Member of the Kansas House of Representatives from the 59th district
- In office January 12, 2009 – January 14, 2013
- Preceded by: Joe Humerickhouse
- Succeeded by: Blaine Finch

Personal details
- Born: October 24, 1954 (age 71) Harveyville, Kansas, U.S.
- Party: Republican
- Spouse: Daresa

= William Prescott (Kansas politician) =

American politician

William Prescott (October 24, 1954) is a former member of the Kansas House of Representatives who served the 59th district from 2009 to 2013.

== House service ==
In 2011-2013, Prescott served on the committees for Agricultural & Natural Resources, Interstate Cooperation, Taxation, and Transportation.

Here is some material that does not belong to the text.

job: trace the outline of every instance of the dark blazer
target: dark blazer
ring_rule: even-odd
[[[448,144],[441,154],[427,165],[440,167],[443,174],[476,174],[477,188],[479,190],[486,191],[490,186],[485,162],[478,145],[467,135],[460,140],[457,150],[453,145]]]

For 2009-2010, he served on the committees for Commerce & Labor, Higher Education, and Agriculture & Natural Resources.

== Elections ==
Prescott was defeated in the 2012 Republican primary for District 76 by Peggy Mast.

==Issue positions==
Prescott's answers to the Kansas State Legislative Election 2008 Political Courage Test are available.

In the test he said his legislative priorities were "To develop an energy policy for Kansas, To demand full funding of PILT payments from the federal government for federally owned lands, To control property taxes, personal income tax, and to see that the tax dollars are spent efficiently."